At about 1.3 miles the trail swings over to the east side of the ridge, allowing a nice view down into the canyon. You continue under some power lines, ascending the switchbacks. After a little over two miles of ascent, you get a nice bit of shade from some chaparral as you traverse the west side of the ridge.

At 2.5 miles, the Sam Merrill trail branches off. Stay straight and make your way to the Echo Mountain summit.  Here you can see old railroad gear, read information on plaques describing the history of the area, and of course take in the great views.

If you have time and energy, you can continue farther, retracing the route of the Mt. Lowe railroad.  However, most hikers will probably find the trip to Echo Mountain itself to be quite the workout.  However far you go, it’s definitely an enjoyable way to burn some calories.


  1. The Mt. Lowe railroad grade is still under the fire recovery closure order. Lots of people are hiking it nonetheless, and the closure stake was removed by enterprising hikers months ago. But it is still officially closed.

    The only legal paths currently available beyond Echo Mountain are up the Castle Canyon trail to Inspiration Point, or down into Rubio Canyon. The latter is very steep, and would leave you about a mile from your car. It also connects to a couple of waterfalls in Rubio Canyon. The former is strenuous, but gives you and even better view of the world to the south, assuming the skies are clear.

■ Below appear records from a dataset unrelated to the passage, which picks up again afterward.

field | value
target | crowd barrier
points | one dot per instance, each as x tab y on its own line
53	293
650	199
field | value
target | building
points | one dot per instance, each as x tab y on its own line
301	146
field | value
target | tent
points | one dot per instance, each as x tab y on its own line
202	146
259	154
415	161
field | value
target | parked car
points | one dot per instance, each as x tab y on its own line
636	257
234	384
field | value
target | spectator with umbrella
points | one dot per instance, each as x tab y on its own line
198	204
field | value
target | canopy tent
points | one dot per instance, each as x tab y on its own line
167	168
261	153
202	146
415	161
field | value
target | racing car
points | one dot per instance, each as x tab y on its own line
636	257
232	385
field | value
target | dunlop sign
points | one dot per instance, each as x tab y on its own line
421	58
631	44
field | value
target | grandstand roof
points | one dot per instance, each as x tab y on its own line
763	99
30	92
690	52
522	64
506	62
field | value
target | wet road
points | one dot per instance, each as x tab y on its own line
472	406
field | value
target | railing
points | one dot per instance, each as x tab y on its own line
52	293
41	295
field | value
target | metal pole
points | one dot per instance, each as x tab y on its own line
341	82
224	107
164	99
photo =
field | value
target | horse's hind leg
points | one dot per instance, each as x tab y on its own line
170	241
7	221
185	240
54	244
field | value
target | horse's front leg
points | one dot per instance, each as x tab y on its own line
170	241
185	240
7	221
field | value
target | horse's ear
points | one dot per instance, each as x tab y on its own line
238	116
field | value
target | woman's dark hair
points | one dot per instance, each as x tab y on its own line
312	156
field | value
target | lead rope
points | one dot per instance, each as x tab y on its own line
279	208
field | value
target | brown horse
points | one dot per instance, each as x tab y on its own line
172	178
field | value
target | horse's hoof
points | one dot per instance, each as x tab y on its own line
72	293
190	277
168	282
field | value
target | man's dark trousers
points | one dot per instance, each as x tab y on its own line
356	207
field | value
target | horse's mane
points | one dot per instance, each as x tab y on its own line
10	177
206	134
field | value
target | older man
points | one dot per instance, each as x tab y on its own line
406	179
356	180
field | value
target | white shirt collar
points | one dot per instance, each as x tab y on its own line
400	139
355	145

  2. I did this one as a novice hiker back in the early 2000s and absolutely loved it. The ascent while crossing the big powerlines was breathtaking. Of course, for a seasoned hiker, I’m sure this would be small potatoes, but it’s still pretty amazing to me!

    Of course, we had no poles and had to take frequent breaks on the way up. Those switchbacks were pretty tough! But it was nice to have mile marker posts along the way; I’m not sure if those are still there now.

    The most exciting things were the views and the skeletons of the old funicular railway and lodge. They’ve got picnic tables up there, too, with a lot of shade, so it’s a pleasant place to have lunch up there before you head back down again.

    Be sure to wear lots of sunscreen, a loose airy shirt, and a big hat. There is *zero* shade on the way up and I managed to get burned on odd parts of my body.

    It is definitely a good workout, but I’d advise against novices taking it! At the time I had little experience hiking, so for about two days afterward I could barely walk because of the DOMS. But it was still worth seeing all that awesome stuff. 😉 Thanks David, your website is a valuable resource!